# 4 zone receiver with ipod



## D Wulf (Feb 15, 2008)

I need some help choosing a 4 zone setup for a friend at work he is prewired for a 4 zone and has asked me
for some help finding a receiver he is not looking to go high end but not bottom shelf either.
Any suggestions?


----------



## Jungle Jack (Jul 28, 2009)

Hello,
I am assuming one of the 4 Zones is the main HT where the AVR is going to reside as even Flagship AVR's have only 3 Zone Outputs. If not, I really do not know of an AVR that offers 4 additional Zones.

If it is as I was hoping, Onkyo's 007 Series would work well. As would Denon's AVR-3310, Denon's AVR-3311, 4310, 4311 as well offer 3 Zones. The Denon's allow Digital Connections to the Zones whereas the Onkyo only offers Analog.
Cheers,
JJ


----------



## Wayne A. Pflughaupt (Apr 13, 2006)

“Four zone set up” – I’m afraid that doesn’t tell us much. That can range all the way from a simple set up that merely plays the selected source in other areas, to fully independent local control, where each zone can select its own source, control the volume in the room, etc. with in-wall control panels. Complicating matters further, multi-zone can include video capabilities on top of the usual audio.

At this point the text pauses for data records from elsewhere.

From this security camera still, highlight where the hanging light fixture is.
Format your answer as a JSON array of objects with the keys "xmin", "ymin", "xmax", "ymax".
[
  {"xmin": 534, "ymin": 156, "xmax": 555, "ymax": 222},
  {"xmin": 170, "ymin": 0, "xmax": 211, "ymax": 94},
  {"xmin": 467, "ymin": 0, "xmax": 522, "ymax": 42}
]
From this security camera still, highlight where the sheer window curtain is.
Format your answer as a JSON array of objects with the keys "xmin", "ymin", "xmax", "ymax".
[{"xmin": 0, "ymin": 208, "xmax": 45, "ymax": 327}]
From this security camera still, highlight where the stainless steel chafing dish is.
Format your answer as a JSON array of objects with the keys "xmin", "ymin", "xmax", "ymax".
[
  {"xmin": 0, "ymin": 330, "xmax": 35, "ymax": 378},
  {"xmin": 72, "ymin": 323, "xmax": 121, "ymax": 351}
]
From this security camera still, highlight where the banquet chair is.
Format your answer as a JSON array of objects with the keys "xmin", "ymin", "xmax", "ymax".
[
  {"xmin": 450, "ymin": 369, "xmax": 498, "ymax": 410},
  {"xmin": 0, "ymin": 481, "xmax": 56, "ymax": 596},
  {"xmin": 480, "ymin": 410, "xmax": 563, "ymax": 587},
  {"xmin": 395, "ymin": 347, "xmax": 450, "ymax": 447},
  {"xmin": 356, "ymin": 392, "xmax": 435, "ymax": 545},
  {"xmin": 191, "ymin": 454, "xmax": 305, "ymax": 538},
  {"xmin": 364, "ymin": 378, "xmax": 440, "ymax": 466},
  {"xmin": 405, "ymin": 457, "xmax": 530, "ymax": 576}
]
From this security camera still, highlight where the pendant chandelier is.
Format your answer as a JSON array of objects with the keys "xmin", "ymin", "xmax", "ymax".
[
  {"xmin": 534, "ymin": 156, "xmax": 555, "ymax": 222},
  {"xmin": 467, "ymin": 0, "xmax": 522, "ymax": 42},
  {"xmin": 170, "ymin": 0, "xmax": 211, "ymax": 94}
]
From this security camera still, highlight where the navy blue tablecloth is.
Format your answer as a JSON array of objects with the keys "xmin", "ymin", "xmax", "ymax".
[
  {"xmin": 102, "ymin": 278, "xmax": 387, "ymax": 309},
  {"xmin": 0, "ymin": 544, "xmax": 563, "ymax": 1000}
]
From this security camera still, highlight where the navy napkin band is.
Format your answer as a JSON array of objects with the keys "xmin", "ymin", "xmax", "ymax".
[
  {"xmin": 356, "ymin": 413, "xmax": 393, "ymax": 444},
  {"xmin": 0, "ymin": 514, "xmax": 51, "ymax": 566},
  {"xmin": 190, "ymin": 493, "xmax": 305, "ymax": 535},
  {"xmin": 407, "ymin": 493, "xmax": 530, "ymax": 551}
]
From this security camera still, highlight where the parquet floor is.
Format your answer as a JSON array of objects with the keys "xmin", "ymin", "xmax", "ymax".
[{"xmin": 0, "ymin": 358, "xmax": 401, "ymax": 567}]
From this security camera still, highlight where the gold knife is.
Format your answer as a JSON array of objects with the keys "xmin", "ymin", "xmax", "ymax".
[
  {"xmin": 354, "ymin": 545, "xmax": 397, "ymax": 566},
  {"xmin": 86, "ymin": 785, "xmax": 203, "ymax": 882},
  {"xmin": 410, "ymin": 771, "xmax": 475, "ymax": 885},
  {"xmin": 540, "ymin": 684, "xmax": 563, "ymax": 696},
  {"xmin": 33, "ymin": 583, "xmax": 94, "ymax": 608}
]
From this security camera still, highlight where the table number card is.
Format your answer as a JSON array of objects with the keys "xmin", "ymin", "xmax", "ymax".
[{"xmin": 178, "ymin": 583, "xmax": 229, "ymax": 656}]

Of course, there are other options between the “simple” and “maximum flexibility” extremes. Bottom line, we’ll need more information before we can offer any viable suggestions.

Regards,
Wayne


----------



## recruit (May 9, 2009)

I have never seen a 4 zone AVR and not even any high end processor either, like Wayne has said things can get very complicated so more info is required.


----------



## D Wulf (Feb 15, 2008)

I believe all he wants is a way to play his Ipod or receiver in any of the 4 zones. I do not think he was interested in playing different sources at the same time but I will ask tomorrow at work and verify.

Thanks
David


----------



## jackfish (Dec 27, 2006)

If that is the case then a good stereo integrated amp like an NAD or Cambridge Audio and a volume-controlled, impedance-matching, 4-speaker selector like a Niles SSVC-4 or a Sima SSW-4HP could be a solution.


----------



## D Wulf (Feb 15, 2008)

Well I asked and his needs are:

Able to play different sources in each zone.

Keypads 
Rooms are prewired for keypads did not say what wire type or # of conductors.

Keypads that will allow Ipod to be docked.


----------



## Wayne A. Pflughaupt (Apr 13, 2006)

Home Theater Direct is the best deal for whole house audio that I’m aware of. 

Sorry, but AFAIK there is no such thing as a keypad with an iPod dock. iPod connection will have to be accomplished at the system's front end.

Regards,
Wayne


----------



## Andre (Feb 15, 2010)

I agree with Wayne the MCA-66 is what you want to look at for that many zones at a decent price point


----------